To train a 11B model, modify the conf/config.yaml
file to set:
training: t5/11b
stages:
- training
Then enter:
python3 main.py
To train a 11B model on Base Command Platform cluster on 20 nodes, enter:
python3 /opt/NeMo-Framework-Launcher/launcher_scripts/main.py training=t5/11b \
stages=<training> \
launcher_scripts_path=/opt/NeMo-Framework-Launcher/launcher_scripts data_dir=/mount/data/the_pile_t5 \
base_results_dir=/mount/results training.trainer.num_nodes=\$NGC_ARRAY_SIZE \
training.model.tokenizer.vocab_file=/mount/data/bpe/vocab.txt cluster_type=bcp
The command above assumes that you mounted the data workspace in /mount/data
and the results workspace in /mount/results
. $NGC_ARRAY_SIZE
is automatically set to the number of nodes selected when creating the job (the number of replicas).
23B configuration
The 23B model uses the bf16
data type. It can be trained in about 36 days
using 40 nodes with 8 GPUs per node. The model includes 36
transformer layers, a hidden size of 5120, a feedforward network size of
10880, and 64 attention heads with GeGLU activation function. The
sequence length is 512, and the optimizer is Distributed Adam.
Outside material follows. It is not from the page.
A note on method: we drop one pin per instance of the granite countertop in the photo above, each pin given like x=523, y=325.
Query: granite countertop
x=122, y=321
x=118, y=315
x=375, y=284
This
model uses tensor parallelism of 4 and pipeline parallelism of 2. For
details on the parameters, see the configuration file t5/23b.yaml
.
To train a 23B model, modify the conf/config.yaml
file to set:
training: t5/23b
stages:
- training
Then enter:
python3 main.py
To train a 23B model on Base Command Platform cluster on 40 nodes, enter:
python3 /opt/NeMo-Framework-Launcher/launcher_scripts/main.py training=t5/23b \
stages=<training> \
launcher_scripts_path=/opt/NeMo-Framework-Launcher/launcher_scripts data_dir=/mount/data/the_pile_t5 \
base_results_dir=/mount/results training.trainer.num_nodes=\$NGC_ARRAY_SIZE \
training.model.tokenizer.vocab_file=/mount/data/bpe/vocab.txt cluster_type=bcp
The command above assumes that you mounted the data workspace in /mount/data
and the results workspace in /mount/results
. $NGC_ARRAY_SIZE
is automatically set to the number of nodes selected when creating the job (the number of replicas).
41B configuration
The 41B model uses the bf16
data type. It can be trained in about 60 days
using 40 nodes with 8 GPUs per node. The model includes 36
transformer layers, a hidden size of 6144, a feedforward network size of
10880, and 96 attention heads with GeGLU activation function. The
sequence length is 512, and the optimizer is Distributed Adam. This
model uses tensor parallelism of 4 and pipeline parallelism of 2. For
details on the parameters, see the configuration file t5/23b.yaml
.
To train a 41B model, modify the conf/config.yaml
file to set:
training: t5/41b
stages:
- training
Then enter:
python3 main.py
To train a 41B model on Base Command Platform cluster on 40 nodes, enter:
python3 /opt/NeMo-Framework-Launcher/launcher_scripts/main.py training=t5/41b \
stages=<training> \
launcher_scripts_path=/opt/NeMo-Framework-Launcher/launcher_scripts data_dir=/mount/data/the_pile_t5 \
base_results_dir=/mount/results training.trainer.num_nodes=\$NGC_ARRAY_SIZE \
training.model.tokenizer.vocab_file=/mount/data/bpe/vocab.txt cluster_type=bcp
The command above assumes that you mounted the data workspace in /mount/data
and the results workspace in /mount/results
. $NGC_ARRAY_SIZE
is automatically set to the number of nodes selected when creating the job (the number of replicas).